Peroxynitrite, a potent cytotoxic agent, can damage a variety of biomolecules such as proteins, lipids, and DNA, and is considered as one of the major pathological causes of several diseases. Therefore, it would appear likely that interception of peroxynitrite by certain dietary compounds may represent one mechanism by which such foods may exert their beneficial action in vivo. A number of researchers have speculated that certain spices, rich in phenolics, may, conceivably, act as potential protectors against the actions of peroxynitrite. Eight culinary spices including cardamom, cinnamon, cloves, cumin, nutmeg, paprika, rosemary and turmeric were selected for study purposes. Further, the protective effects of methanol extracts of such spices against peroxynitrite-mediated damage to proteins, lipids and DNA were evaluated as determined by these extracts' ability to attenuate the formation of, respectively, nitrotyrosine in albumin, thiobarbiturate acid-reactive substances (TBARS) in liposome and strand breakages for plasmid DNA. All of the tested spices exerted some level of protective ability against peroxynitrite-mediated biomolecular damage. Amongst them, cloves deserve special attention due to their outstanding protective abilities against two of three forms of peroxynitrite-mediated biomolecular damage. Additionally, the phenolic content of certain spices appears to correlate well with such spices' protective effect against peroxynitrite-mediated tyrosine nitration and lipid peroxidation. Such an observation indicates that phenolics present in the spices contributed to such spice-elicited protection against peroxynitrite toxicity.

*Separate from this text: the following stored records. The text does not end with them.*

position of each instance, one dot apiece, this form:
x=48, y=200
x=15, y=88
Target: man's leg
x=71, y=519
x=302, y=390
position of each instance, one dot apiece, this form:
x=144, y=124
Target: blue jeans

Evaluation of NO-suppressing activity of several Mediterranean culinary spices.

Excess nitric oxide (NO) produced by inducible nitric oxide synthase (iNOS) is implicated in the development of a number of diseases. Due to the absence of any natural specific enzymatic defense system in vivo, the consumption of certain foods which exhibit selective suppressive ability as regards NO overproduction might boost the host's protective effects against NO-mediated toxicity. Spices, rich in phenolics, are speculated conceivably to act as potential NO-scavengers or iNOS suppressors. The relative NO-suppressing activity of methanol extracts deriving from nine Mediterranean culinary spices was determined by measuring their inhibitory effect upon NO production for lipopolysaccharide (LPS)-activated RAW 264.7 macrophages. In addition, the specifics of the suppressing mechanism were further explored. All of the spices tested, with the exception of clove, displayed a rather linear dose-dependent NO-suppressing effect without there appearing to exist any effect upon cell viability. Furthermore, the NO-suppressing capacity of certain spices was able to be ranked based upon their IC(50) (the concentration of spice extracts is required to cause 50% inhibition of NO production by LPS-activated RAW 264.7 cells), the ranking appearing as: rosemary (0.031%)>tarragon (0.052%)>cinnamon (0.059%)>oregano (0.106%)>basil (0.162%)>marjoram (0.236%)>allspice (0.269%)>and thyme (0.270%). Only cinnamon displayed excellent NO-scavenging ability, whereas all of the other spices demonstrated moderate to poor activities in this regard. Moreover, the inhibitory effect of tested spices upon the iNOS protein level was almost equivalent to their suppressive effect upon NO production. It would appear that inhibition of iNOS expression was the primary mechanism of action of spices as regards their exerting NO-suppressing activity.